Un seul mot sur cousin Bénédict. Le jour même de son arrivée, le digne savant, après avoir serré la main de James Weldon, s’était renfermé dans son cabinet et remis au travail, comme s’il eût continué une phrase interrompue la veille. Il méditait un énorme ouvrage sur l’« Hexapodes Benedictus », un des desiderata de la science entomologique.

Là, dans son cabinet tapissé d’insectes, cousin Bénédict trouva tout d’abord une loupe et des lunettes… Juste ciel ! Quel cri de désespoir il poussa, la première fois qu’il s’en servit pour étudier l’unique échantillon que lui eût fourni l’entomologie africaine !

L’« Hexapodes Benedictus » n’était point un hexapode ! C’était une vulgaire araignée ! Et si elle n’avait que six pattes au lieu de huit, c’est que les deux pattes de devant lui manquaient ! Et si elles lui manquaient, ces pattes, c’est qu’en la prenant, Hercule les avait malencontreusement cassées ! Or, cette mutilation réduisait le prétendu « Hexapodes Benedictus » à l’état d’invalide et le reléguait dans la classe des arachnides les plus communes, — ce que la myopie de cousin Bénédict l’avait empêché de reconnaître plus tôt ! Il en fit une maladie, dont il guérit heureusement.

Trois ans après, le petit Jack avait huit ans, et Dick Sand lui faisait répéter ses leçons, tout en travaillant rudement pour son compte. En effet, à peine à terre, comprenant tout ce qui lui avait manqué, il s’était jeté dans l’étude avec une sorte de remords, — celui de l’homme qui, faute de science, s’était trouvé au-dessous de sa tâche !

« Oui ! répétait-il souvent. Si, à bord du Pilgrim, j’avais su tout ce qu’un marin devait savoir, que de malheurs auraient été épargnés ! »

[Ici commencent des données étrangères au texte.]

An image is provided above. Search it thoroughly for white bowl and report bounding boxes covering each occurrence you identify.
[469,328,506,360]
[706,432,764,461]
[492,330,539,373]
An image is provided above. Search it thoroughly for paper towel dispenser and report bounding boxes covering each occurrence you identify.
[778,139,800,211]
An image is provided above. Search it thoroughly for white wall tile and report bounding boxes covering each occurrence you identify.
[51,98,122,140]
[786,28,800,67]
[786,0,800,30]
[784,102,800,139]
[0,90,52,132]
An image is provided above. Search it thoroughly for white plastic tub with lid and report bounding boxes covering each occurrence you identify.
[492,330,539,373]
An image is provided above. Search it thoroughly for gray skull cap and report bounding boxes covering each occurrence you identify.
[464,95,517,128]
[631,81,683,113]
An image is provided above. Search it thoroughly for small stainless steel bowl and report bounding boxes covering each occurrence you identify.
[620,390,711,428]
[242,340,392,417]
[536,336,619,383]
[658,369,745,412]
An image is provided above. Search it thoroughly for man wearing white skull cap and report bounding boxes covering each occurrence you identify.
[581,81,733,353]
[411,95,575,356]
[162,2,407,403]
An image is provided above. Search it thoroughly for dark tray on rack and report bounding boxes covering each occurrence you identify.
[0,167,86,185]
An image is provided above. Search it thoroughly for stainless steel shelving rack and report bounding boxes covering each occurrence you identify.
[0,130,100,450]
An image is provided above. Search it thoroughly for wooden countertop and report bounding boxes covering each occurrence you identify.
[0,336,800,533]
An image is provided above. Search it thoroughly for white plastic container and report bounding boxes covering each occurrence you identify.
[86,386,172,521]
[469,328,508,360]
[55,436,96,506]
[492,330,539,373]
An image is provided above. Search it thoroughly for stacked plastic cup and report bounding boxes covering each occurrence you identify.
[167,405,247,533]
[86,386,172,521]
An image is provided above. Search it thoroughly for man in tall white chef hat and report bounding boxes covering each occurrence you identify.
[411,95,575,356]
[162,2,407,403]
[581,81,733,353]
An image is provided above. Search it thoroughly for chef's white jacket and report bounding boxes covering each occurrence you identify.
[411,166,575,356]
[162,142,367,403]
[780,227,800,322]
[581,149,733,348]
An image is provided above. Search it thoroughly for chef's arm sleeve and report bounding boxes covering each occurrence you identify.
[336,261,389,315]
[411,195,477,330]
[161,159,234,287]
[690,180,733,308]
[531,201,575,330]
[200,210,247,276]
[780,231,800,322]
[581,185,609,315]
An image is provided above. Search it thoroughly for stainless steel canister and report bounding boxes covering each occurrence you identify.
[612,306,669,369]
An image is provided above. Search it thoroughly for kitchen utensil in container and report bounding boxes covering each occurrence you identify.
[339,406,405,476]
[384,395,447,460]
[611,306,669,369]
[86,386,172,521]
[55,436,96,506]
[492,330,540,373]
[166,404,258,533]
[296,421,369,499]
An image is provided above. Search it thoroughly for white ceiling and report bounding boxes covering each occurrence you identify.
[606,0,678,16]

Ainsi parlait Dick Sand. Aussi, à dix-huit ans, avait-il terminé avec distinction ses études hydrographiques, et, muni d’un brevet par faveur spéciale, il allait commander pour la maison James W. Weldon.

Voilà où en était arrivé par sa conduite, par son travail, le petit orphelin recueilli sur la pointe de Sandy-Hook. Il était, malgré sa jeunesse, entouré de l’estime, on pourrait dire du respect de tous ; mais la simplicité et la modestie lui étaient si naturelles, qu’il ne s’en doutait guère. Il ne soupçonnait même pas, bien qu’on ne pût lui attribuer ce qu’on appelle des actions d’éclat, que la fermeté, le courage, la constance déployés dans ses épreuves, avaient fait de lui une sorte de héros.